Runtime Core is a compilation/execution engine for neural network models.

Modules

Runtime Core has four modules. These are namespaces as well as directory names in /runtime/onert/core/src/.

ir stands for Intermediate Representation which contains Neural Network Graph data structures
compiler converts IR to an executable format
exec is an execution module which is the result of a compilation
backend is an interface for memory management for operands and actual calculation of operations

Module `ir`

This module contains data structures of pure Neural Network models. The models from NN Packages or NN API are converted to these structures.

Subgraphs is the entire neural network model which is a set of subgraphs
Subgraph consists of operands and operations
Operand (a.k.a. Tensor) has a shape, data type, data and references to operations
Operation (a.k.a. Operator) has operation type, params, and references to operands

Operand and Operation are nodes of the graph, and the reference relationship between them is the edges of the graph.

Subgraphs represents the whole model. A model can have more than one Subgraph to support control flow operations. Those operations make calls to another subgraph and when the execution on another subgraph is done it gets back to previous subgraph execution with returned operands.
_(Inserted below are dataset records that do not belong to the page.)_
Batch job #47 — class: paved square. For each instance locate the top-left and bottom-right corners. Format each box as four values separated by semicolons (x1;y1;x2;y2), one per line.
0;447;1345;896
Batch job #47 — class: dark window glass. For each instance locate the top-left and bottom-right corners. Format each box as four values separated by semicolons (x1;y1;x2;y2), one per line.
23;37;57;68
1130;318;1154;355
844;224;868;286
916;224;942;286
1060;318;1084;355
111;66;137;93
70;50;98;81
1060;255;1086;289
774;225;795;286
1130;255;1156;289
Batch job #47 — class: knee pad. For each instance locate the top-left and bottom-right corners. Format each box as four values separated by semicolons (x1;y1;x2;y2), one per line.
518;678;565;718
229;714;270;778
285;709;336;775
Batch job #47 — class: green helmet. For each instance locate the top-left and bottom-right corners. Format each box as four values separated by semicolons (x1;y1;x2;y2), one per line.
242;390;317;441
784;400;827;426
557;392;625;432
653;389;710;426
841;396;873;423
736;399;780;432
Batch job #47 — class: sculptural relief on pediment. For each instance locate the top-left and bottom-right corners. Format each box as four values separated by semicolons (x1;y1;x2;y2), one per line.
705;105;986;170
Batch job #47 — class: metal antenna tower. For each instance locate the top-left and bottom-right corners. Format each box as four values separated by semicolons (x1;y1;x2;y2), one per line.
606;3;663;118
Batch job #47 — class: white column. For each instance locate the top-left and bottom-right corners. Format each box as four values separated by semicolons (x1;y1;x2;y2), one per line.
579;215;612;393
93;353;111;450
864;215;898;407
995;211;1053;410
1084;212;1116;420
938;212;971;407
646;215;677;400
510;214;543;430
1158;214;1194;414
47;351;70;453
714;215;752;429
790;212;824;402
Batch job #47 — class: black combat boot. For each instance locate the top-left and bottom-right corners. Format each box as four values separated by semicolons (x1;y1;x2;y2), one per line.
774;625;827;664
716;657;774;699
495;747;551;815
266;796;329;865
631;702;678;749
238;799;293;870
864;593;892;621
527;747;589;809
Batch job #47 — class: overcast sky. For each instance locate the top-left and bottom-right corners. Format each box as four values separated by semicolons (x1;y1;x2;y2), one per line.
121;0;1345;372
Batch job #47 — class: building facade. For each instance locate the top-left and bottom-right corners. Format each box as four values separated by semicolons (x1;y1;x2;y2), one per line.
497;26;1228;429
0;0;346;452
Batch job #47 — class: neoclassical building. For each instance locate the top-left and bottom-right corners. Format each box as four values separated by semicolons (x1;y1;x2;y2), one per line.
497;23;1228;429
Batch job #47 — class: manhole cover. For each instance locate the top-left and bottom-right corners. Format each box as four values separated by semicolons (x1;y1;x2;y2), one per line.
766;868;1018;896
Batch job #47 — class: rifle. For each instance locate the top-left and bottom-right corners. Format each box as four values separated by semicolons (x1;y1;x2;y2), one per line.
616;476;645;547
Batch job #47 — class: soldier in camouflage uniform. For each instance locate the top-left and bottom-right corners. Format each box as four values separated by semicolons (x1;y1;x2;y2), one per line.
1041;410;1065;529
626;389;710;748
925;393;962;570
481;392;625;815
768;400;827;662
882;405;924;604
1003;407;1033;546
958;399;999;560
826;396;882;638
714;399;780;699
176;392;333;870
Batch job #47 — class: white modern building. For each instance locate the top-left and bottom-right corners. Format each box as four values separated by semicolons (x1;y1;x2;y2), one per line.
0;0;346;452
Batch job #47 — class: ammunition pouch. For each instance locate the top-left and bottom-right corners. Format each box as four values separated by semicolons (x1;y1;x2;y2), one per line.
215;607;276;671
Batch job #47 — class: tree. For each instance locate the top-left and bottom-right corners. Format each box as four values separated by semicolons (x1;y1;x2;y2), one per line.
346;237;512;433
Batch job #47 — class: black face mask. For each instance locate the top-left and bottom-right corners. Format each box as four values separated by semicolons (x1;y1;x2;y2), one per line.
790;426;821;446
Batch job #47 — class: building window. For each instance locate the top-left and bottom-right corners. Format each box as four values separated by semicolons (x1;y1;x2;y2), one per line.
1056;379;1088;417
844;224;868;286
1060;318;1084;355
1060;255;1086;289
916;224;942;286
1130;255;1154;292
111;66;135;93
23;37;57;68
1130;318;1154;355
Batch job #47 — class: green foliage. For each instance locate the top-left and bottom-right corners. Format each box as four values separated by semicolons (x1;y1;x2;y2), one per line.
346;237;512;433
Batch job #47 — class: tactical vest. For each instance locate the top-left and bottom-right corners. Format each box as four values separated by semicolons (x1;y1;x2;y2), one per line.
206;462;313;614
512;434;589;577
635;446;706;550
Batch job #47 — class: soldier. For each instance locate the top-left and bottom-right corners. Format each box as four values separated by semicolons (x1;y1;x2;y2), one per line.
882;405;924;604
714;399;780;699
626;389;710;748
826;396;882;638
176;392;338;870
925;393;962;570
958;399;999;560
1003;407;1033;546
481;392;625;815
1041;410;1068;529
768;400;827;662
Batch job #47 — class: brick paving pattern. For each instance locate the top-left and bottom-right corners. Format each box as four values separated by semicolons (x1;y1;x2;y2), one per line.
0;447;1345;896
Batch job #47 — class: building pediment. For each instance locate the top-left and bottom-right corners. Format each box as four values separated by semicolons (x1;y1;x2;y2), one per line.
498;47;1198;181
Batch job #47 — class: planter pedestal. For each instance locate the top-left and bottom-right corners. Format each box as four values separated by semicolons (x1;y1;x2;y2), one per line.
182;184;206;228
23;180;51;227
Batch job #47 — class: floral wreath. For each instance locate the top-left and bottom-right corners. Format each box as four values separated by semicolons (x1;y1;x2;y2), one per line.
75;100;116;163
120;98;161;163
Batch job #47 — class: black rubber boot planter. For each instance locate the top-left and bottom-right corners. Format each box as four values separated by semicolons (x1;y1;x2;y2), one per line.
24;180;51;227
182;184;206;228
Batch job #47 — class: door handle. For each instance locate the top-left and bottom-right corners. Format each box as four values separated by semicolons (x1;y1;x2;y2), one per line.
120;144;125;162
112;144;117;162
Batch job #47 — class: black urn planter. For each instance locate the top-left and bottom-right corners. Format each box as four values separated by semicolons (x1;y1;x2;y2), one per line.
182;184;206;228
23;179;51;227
All graphs are a DAG so once model inputs are given we can run it in topological order.

Here's a figure of how those data structures are organized.

Core

Module `compiler`

Compiler is the main class of this module. Everything starts from it.

What it does is making models executable. It schedules execution order and assigns a backend for each operation. Here are major phases of compilation.

1. Lowering

In Lowering, Compiler assigns a backend for each operation. It means that the operation will be run with the assigned backend's kernel.

There is a scheduler that allows the user to manually specify backends via compiler options. There is another scheduler that automatically assigns backends based on profile information measured in advance and saved.

2. Tensor Registration

Each backend manages its tensors. In this phase, operand informations get registered to the corresponding backend. This will be used in generating tensor objects.

Q. What are the differences between 'operand' and 'tensor'?

In ONE runtime, 'operand' refers to an operand in a neural network model. While 'tensor' includes all 'operand' info plus actual execution info like actual buffer pointer. In short, 'operand' is for ir, 'tensor' is for backend.

3. Linearization (Linear Executor Only)

Linearization means sorting operations in topological order. It saves execution time since it is not needed to resolve the next available operations after every operation at execution time.

It also makes plans for tensor memory. It can save some memory space by reusing other operands' space that does not overlap lifetime. All allocations are done at compile time (after 4. Kernel Generation) which saves execution time too.

4. Kernel Generation

'kernel' here means an implementation of the actual calculation of an operation.

A backend is assigned for each operation. In this phase, a kernel for each operation is generated.

Let's say we have some functions written in a certain programming language. Then its compiler compiles each function into a chunk of assembly. Here 'function' is like 'operation' and 'assembly' is like 'kernel'.

5. Create Executor

With generated tensors and kernels, the compiler creates executor objects. There are 3 types of executors: Linear, Dataflow, and Parallel. Linear executor is the default executor and Dataflow Executor and Parallel Executor are experimental.

For more about executors, please refer to the Executors document.

Module `exec`

exec stands for 'execution'. As a result of the compilation, Execution class is created. This class manages the actual execution of the model inference. Here is a typical usage of this class.

Resize input size if needed
Provide input and output buffers
Run the inference in either synchronous or asynchronous mode
Check out the results which are stored in output buffers provided earlier

Module `backend`

Backends are plugins and they are loaded dynamically (via dlopen). So this module is a set of interface classes for backend implementation. compiler can compile with a variety of backends without knowing specific backend implementation.

Backend interface classes are mostly about memory management and kernel generation. For more, please refer to the Backend API document.